The Grandson Scam: A common phone ploy, generally targeted at trusting seniors, is a loved one (usually a grandchild) in deep trouble and needing money. Often the caller says he is in jail or just been in an accident and needs money wired immediately. Always double-check this story with the child’s parent or someone else who can verify it. It’s surprising that people fall for this, but in the heat of the moment, love can conquer reason.
Unfortunately, exploiting personal relationships as part of a scam is all too common. This is simply providing financial information to someone considered trusted, only to find they have betrayed that trust and stolen from you. A growing trend in this area is so-called mobile banking, or using a smart phone for transactions and deposits. What might sound like the offer to do a favor, such as depositing a check in person or using a smart phone app, usually requires providing account information to someone. As Ronald Reagan often said about the leaders of the Soviet Union: Trust but verify.
Stealing documents from the trash, the mail or elsewhere remains a tried and true method for scammers. While there is little you can do about the people you hand your credit card to in the course of shopping and eating out, you can be careful with your own financial records at home by shredding them before recycling them or throwing them away. For those records you normally store for long periods and in higher volumes, take advantage of shredding services offered by your bank or places like the UPS Store. Shredding services are usually very secure, with documents kept under lock and key until destroyed.
Keeping a close eye on your finances and credit are the best way to steer clear of losses due to fraud and identity theft. This means reviewing with great care your credit card bills and the listed transactions. It means watching your bank accounts for withdrawals that seem suspicious, even if they are small.

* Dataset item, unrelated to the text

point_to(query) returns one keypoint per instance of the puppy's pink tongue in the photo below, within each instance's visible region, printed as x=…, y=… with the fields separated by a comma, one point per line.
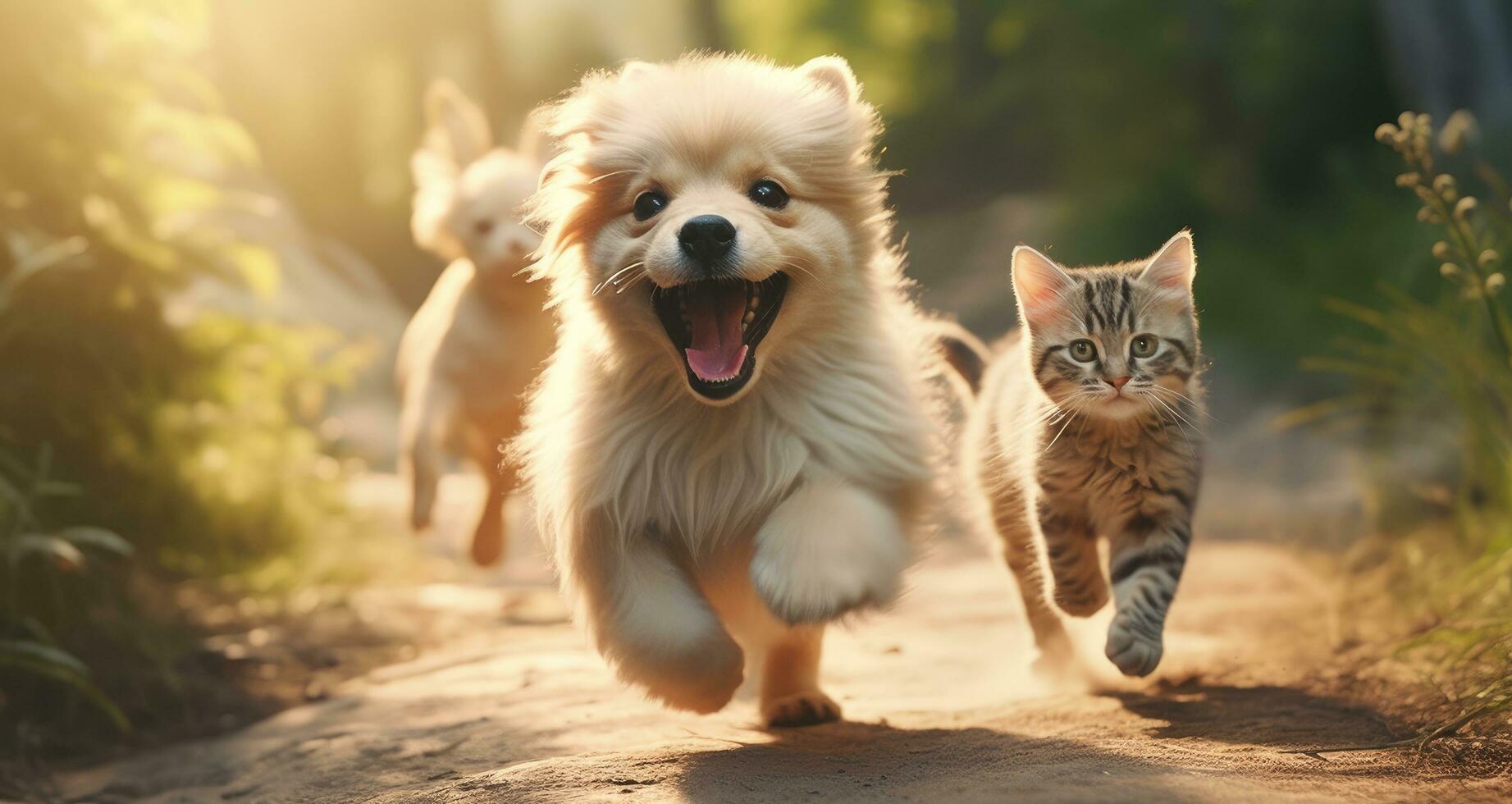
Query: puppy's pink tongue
x=715, y=313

It is also a good idea to check your credit rating with each of the credit rating agencies: Equifax, Experian and TransUnion. This can be done for free once a year through www.annualcreditreport.com. The best thing to do is check with one different company every four months, thus producing three reports per year for free.
Here is what to look out for on your credit report: Credit inquiries you did not initiate by opening a credit card or applying for a loan; accounts you did not open; unexplained debts; and changes in personal information — such as the addition of “Jr.” after your name — that don’t make sense.
If you have become a victim of fraud or identity theft, call the police and your financial institutions immediately. A bank or credit card company can put a hold on your accounts or close them to prevent further loss.
A police report is vital. After my identity was stolen, the Vermont State Police provided me with a complete report and, most importantly, a police report number. This number is key in reporting fraud and theft and protecting yourself from being held responsible for a criminal’s action. The police are also well-informed in the steps you should take after reporting the problem.
Finally, it is a good idea to block access to your credit rating at the three companies listed above for at least 90 days. With a police report number, this can be done for free and extended to seven years. After my identity was stolen, I chose to freeze my credit at all three agencies and lift that freeze temporarily when needed.
Mary Conlon is a certified Professional Daily Money Manager based in Cornwall.